WE WERE treated to a Christmastide tradition in our local, the White Swan, when a troupe, or “side”, of mummers came in, as promised, to enact their play. They came somewhat past their hour, but this was understandable, as they had been mumming earlier, at the Hop Inn, where, it seems, they hopped and danced and played so well that the locals detained them for a few more drinks.
But, once they assembled at the White Swan, we were well rewarded for our patience; for they played with great gusto, and with a wonderful and easygoing mixture of the old and the new. All the old characters were there: St George; the Turkish Knight; Father Christmas (properly decked in green fir-trimmed robe and crowned with holly — none of this post-Coca-Cola red and white); Beelzebub, duly horned; and, of course, the Doctor, with his magical life-restoring serum.
There was also an extra that I’d not seen in mumming before: Beelzebub was accompanied by his monstrous hell-hound Black Shuck, who did much more of the scarifying than his master. This was fitting for East Anglia; for it is in this part of England that tales of the dog abound. There is, for example, an account of him running through a church in Bungay, on the southern edge of the Broads, in A Straunge and Terrible Wunder by Abraham Fleming, in 1577: “This black dog, or the divel in such a likenesse (God hee knoweth al who worketh all,) running all along down the body of the church with great swiftnesse, and incredible haste, among the people, in a visible form and shape. . .”
The Edwardian folklorist W. A. Dutt went so far as to suggest that these tales of Black Shuck represent a folk memory from the days when the Vikings settled in these parts: a memory of “the old Scandinavian myth of the black hound of Odin, brought to us by the Vikings who long ago settled down on the Norfolk coast”.
But this mummers’ play, for all its old traditions enshrining folk memory, both pagan and Christian, was also played for laughs, with plenty of contemporary references, from the pantomime punning — when, having been told in rhyming couplets that the Turkish knight had been “slayed”, the whole company, and, indeed, the whole pub, burst into the Slade anthem “Merry Xmas Everybody” — to more serious echoes: when the Doctor arrived and revived the afflicted to great rejoicing, there was more than a nod to the heroic NHS during Covid. We all applauded the resurrection of the dead.

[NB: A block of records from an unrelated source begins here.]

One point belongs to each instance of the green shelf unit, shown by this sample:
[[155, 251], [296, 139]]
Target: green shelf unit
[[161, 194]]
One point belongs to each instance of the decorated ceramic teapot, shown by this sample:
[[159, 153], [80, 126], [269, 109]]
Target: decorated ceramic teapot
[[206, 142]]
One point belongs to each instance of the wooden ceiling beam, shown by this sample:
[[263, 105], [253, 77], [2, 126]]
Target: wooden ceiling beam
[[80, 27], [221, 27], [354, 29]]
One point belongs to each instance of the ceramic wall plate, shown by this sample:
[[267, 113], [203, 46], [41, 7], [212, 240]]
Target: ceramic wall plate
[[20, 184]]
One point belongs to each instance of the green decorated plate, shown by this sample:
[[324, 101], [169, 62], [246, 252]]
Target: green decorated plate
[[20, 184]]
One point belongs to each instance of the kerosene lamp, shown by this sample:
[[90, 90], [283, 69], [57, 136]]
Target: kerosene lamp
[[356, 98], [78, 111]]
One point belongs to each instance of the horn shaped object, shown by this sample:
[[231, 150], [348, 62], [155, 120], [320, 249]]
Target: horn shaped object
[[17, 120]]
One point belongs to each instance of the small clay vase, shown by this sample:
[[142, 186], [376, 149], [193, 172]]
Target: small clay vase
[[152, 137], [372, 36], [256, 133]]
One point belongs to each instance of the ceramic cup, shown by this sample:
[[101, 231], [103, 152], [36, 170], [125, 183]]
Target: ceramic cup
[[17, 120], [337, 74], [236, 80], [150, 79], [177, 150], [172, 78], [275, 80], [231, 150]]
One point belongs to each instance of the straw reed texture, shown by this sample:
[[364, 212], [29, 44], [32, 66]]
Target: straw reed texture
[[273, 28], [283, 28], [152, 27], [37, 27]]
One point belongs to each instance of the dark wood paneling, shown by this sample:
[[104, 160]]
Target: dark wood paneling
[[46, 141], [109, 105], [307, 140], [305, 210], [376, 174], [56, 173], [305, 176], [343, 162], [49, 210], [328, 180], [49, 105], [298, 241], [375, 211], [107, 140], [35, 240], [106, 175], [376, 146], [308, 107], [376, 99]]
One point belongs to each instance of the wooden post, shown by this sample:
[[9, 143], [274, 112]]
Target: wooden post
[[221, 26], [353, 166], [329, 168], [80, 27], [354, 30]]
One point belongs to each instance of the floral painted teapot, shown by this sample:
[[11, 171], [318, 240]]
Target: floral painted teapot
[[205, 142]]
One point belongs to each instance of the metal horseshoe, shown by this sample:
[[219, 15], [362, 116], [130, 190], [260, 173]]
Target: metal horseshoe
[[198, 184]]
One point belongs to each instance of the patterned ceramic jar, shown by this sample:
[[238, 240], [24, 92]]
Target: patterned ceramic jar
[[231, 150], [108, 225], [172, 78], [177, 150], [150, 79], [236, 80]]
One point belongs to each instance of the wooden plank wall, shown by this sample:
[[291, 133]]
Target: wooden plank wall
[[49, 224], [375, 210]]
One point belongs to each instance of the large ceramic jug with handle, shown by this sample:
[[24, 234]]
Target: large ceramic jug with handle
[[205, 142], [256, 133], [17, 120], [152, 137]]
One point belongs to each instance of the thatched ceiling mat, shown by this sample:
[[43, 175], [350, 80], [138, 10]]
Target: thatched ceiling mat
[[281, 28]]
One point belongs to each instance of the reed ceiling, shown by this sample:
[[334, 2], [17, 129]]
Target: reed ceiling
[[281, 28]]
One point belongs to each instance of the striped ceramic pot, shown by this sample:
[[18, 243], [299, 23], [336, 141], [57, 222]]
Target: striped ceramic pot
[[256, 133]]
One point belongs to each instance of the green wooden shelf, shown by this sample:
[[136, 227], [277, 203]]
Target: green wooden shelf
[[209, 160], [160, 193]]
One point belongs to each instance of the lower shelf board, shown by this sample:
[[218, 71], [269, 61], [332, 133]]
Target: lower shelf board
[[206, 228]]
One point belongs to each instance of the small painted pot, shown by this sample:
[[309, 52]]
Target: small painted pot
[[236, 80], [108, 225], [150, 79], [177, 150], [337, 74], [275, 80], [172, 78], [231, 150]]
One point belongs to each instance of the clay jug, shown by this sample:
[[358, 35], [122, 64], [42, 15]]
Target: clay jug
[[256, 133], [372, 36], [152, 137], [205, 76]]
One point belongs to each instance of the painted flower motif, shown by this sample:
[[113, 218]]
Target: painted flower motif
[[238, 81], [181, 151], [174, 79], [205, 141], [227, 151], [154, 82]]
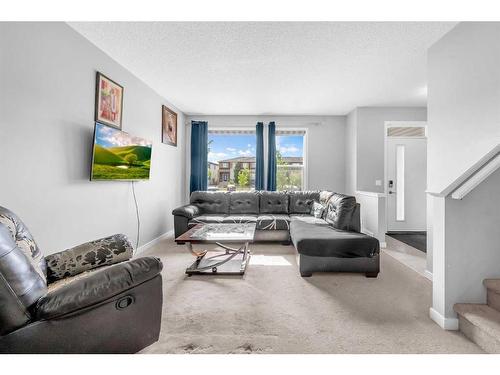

I was glad to see it all still going on, notwithstanding the efforts of the puritans, also numerous in these parts, to ban it altogether. For them, “mummery” was a term of abuse, and, indeed, they went so far as to call the eucharist a “popish mummery”. They were wrong, of course, to the extent that they meant that word to signify a foolish play of falsehood; but, if we were to take mumming in its deepest sense, as a dramatic representation — indeed, recreation in the present — of a collective memory of the death and resurrection that changed everything, then maybe to call the sacrament a “mummery” is to hint at another facet of its mystery.
The White Swan stands hard by St Nicholas’s, our parish church, and, just as the landlady of the White Swan welcomed the mummers, so I was glad to see that she herself and some of the mummers were welcomed and exchanged the Peace with us all at the midnight mass.